Buy gold bids eased back only to rise again in London trade Wednesday morning, recovering yesterday's 3-month high in the wholesale spot price above $1290 per ounce.

Silver investment bar prices again followed but lagged gold's 1.8% gain for the week so far, adding 1.4% with a brief spike to 3-week highs at $20.33.

Asian stock markets rose but European equities were subdued after new data showed China's trade surplus growing 14% last month from Jan. 2013.

"Chinese damas continue to buy and sell gold on whim," says the Taiwan-based WantChinaTimes, reporting what it calls "frantic gold purchases" over the New Year holidays and citing a nickname it says was given by Western journalists to middle-aged women shoppers driving much of 2013's record China gold savings demand.

Many people choosing to buy gold in China "are in their 50s and 60s," The Times here in London agrees today. "They are desperate to invest, live with a vague fear of catastrophe and cannot believe that gold prices fell so sharply last year."

[Related: What's the Safest Way to Buy Gold Stocks?]

Reporting a social-media attack on "crass rich" brides in Fujian province "which went viral" with photographs of gaudy necklaces, tiaras and bracelets, the paper adds that "For middle-aged buyers, many of whom lived through decades of poverty and the randomized madness of the Cultural Revolution, the gold frenzy is about buying at low prices and having something they dreamt of owning for years."

Amongst large institutional investors in the West, in contrast, "It's going to need a big reversal of sentiment towards gold" to keep moving prices higher reckons Credit Suisse analyst Tom Kendall.

"When we talk to some of the real money [wealth management] and private bank crowd," he told CNBC Tuesday, "it's clear there's still a lot of stale length out there that's looking for a bounce to sell into."

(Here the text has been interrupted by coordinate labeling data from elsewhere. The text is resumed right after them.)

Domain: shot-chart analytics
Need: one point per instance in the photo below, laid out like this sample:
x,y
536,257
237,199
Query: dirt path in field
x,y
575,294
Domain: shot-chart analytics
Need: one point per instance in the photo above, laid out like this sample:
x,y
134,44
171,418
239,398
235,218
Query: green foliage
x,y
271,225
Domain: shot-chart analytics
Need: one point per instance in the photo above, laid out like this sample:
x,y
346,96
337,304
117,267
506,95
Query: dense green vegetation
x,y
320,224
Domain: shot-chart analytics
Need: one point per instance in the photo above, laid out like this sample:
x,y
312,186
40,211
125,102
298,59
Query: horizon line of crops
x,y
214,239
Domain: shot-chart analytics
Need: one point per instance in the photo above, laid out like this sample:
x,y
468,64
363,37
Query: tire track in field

"Any attempt at the $1300 psychological mark is likely to meet resistance," agrees a note from Credit Suisse's fellow Swiss investment and London bullion bank UBS.

But for those looking to buy gold, "the orderly grind higher makes it a bit easier...to regain some level of conviction."

Following new US Fed chair Janet Yellen's appearance before lawmakers in Washington yesterday, Bank of England governor Mark Carney today back-peddled on his previous "forward guidance" of looking to raise interest rates when unemployment fell to 7%.

Saying the target "helped reinforce" the upturn in UK economic data, by assuring people that rates would not rise from the all-time low of 0.5% first set five years ago, "We've [since] learned that as yet the recovery is neither balanced nor sustainable," Carney said when presenting the latest Inflation Report, hinting that market expectations of a rate hike in spring 2015 are now "in line" with the Bank's current thinking.

The Pound jumped on Carney's comments, regaining the last of February's 3-cent drop to the Dollar, helping cap prices to buy gold in Sterling some 1.1% below Tuesday's new 11-week high of £785 per ounce.